1. An adapter for powering a USB device, the adapter comprising:

a housing including a cavity configured to receive a battery in an interior of the cavity;

circuitry disposed in a compartment of the housing adjacent a first end of the cavity;

a port in electrical connection with the circuitry and disposed in the compartment such that the port extends from the circuitry and though the housing, and

electrical connectors disposed at the first end of the cavity and in electrical connection with the circuitry, wherein the electrical connectors create a bridge between the circuitry and the interior of the cavity, and wherein the electrical connectors are positioned to align with and form an electrical connection with the battery when the battery is inserted into the adapter,

wherein the port is configured to receive a USB connector, and

wherein the circuitry is configured to provide a voltage to a data connector on the port.

2. The adapter of claim 1, wherein the electrical connectors are flat-type connectors.

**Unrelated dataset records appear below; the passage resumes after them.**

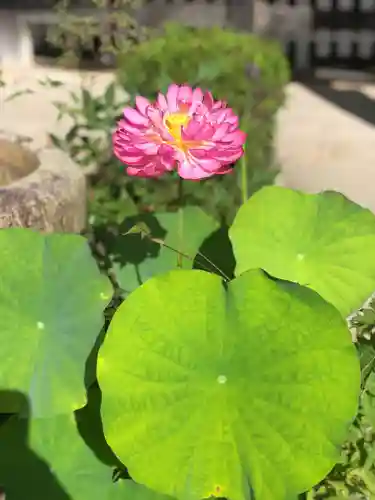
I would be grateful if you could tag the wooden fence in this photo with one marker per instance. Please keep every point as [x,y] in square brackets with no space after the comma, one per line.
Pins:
[336,33]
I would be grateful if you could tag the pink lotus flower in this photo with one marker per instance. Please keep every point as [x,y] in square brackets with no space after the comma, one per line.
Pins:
[184,129]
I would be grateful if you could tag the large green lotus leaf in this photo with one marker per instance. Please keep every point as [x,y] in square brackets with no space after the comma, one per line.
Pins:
[52,297]
[323,241]
[183,232]
[244,393]
[50,460]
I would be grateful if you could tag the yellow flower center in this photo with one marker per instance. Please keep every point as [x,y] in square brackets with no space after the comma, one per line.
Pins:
[174,123]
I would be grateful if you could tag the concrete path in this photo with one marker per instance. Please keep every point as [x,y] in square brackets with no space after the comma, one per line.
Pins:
[325,137]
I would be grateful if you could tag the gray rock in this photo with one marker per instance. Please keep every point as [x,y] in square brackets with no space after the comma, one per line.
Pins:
[43,190]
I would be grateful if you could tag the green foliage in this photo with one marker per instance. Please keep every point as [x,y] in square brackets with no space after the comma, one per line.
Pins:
[52,296]
[76,35]
[243,387]
[219,401]
[323,241]
[173,239]
[244,70]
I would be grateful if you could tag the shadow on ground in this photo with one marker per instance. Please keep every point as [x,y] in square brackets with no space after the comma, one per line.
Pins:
[350,99]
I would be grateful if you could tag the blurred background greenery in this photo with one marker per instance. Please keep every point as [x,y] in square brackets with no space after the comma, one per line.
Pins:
[250,73]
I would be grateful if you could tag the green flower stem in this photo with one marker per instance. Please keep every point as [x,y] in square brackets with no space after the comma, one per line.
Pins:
[244,180]
[180,222]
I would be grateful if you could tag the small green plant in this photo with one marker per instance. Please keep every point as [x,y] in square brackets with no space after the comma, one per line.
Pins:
[199,382]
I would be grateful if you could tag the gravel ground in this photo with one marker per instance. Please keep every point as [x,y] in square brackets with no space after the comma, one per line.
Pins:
[320,145]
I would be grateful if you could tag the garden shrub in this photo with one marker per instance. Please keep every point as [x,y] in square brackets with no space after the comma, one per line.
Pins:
[249,73]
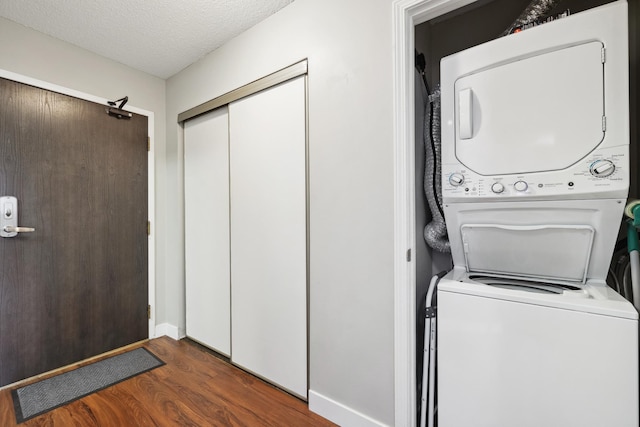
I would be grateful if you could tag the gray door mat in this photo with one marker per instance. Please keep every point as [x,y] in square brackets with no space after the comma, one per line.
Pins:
[40,397]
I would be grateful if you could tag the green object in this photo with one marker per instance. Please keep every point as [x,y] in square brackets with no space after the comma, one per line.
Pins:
[636,215]
[632,236]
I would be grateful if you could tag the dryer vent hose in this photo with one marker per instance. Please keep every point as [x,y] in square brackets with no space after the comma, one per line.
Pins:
[435,232]
[537,9]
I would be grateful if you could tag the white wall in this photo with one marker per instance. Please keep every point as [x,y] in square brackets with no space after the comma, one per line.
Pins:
[349,49]
[38,56]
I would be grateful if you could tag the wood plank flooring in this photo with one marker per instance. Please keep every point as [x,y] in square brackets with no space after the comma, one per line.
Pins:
[194,388]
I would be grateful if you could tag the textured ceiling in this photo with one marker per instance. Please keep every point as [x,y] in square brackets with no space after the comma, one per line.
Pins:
[160,37]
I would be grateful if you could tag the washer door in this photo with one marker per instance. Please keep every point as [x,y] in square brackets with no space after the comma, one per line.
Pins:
[542,113]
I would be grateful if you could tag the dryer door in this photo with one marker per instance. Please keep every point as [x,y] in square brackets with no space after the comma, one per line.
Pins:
[534,114]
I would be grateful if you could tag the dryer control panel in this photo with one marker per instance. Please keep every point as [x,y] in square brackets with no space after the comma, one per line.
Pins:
[601,174]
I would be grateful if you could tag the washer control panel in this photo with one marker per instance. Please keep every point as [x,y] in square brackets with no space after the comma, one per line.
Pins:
[604,172]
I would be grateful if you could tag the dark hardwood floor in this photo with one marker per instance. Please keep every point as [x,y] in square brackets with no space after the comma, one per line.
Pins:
[194,388]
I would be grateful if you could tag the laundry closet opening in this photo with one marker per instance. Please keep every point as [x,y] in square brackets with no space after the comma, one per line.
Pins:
[447,34]
[246,227]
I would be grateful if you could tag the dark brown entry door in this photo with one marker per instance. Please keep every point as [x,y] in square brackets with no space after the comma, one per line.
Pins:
[78,285]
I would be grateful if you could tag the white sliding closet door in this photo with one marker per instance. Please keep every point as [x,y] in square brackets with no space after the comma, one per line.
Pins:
[206,180]
[268,234]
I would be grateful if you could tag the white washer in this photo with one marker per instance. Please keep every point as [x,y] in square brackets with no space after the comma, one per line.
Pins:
[523,358]
[535,172]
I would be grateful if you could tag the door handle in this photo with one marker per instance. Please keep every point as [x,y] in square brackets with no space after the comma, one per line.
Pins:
[9,218]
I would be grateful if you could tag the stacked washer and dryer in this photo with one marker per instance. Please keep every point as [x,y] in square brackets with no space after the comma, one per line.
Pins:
[535,168]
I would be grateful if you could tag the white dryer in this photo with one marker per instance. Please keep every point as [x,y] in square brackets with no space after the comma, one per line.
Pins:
[535,135]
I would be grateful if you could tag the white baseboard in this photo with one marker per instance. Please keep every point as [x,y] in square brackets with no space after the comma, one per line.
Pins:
[167,329]
[339,413]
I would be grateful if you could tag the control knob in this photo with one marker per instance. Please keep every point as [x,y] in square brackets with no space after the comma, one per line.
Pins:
[497,188]
[456,179]
[602,168]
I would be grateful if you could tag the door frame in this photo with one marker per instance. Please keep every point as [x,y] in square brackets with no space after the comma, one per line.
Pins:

3. The adapter of claim 1, wherein the circuitry is configured to regulate a voltage from the battery to the port.

4. The adapter of claim 1, wherein the circuitry is configured to regulate a current from the battery to the port.

5. The adapter of claim 1, wherein the cavity has a form factor configured to receive a radio battery.

6. The adapter of claim 1, wherein the USB device is a cellular telephone.

7. The adapter of claim 1, wherein the adapter is portable.

8. The adapter of claim 7, wherein the adapter is configured to be carried in a pocket of an article of clothing.

9. The adapter of claim 7, wherein the housing includes a mechanism to make the adapter wearable.

10. The adapter of claim 1, wherein the housing includes a retainer configured to securely hold the battery in position when the battery is fully inserted.

11. The adapter of claim 10, wherein the retainer is formed from a contoured geometry of a side of the housing.

12. The adapter of claim 10, wherein the retainer is part of an engineering fit mechanism configured to mate with a movable flange on the battery.

13. The adapter of claim 1, wherein the circuitry includes a light configured to indicate when the battery is providing a charge to the USB device.

14. The adapter of claim 13, wherein the light is an LED light.

15. The adapter of claim 1, wherein the circuitry includes a circuit board.

16. The adapter of claim 15, wherein the port is integrated into the circuit board.

17. The adapter of claim 1, wherein the housing includes a main body, a connector block to support the electrical connectors, and a removable cover for the compartment.

18. The adapter of claim 1, wherein the housing is made of a lightweight plastic.

19. The adapter of claim 1, wherein the housing is made of a material used in additive printing.

20. The adapter of claim 1, wherein the housing is made of a material used in injection molding.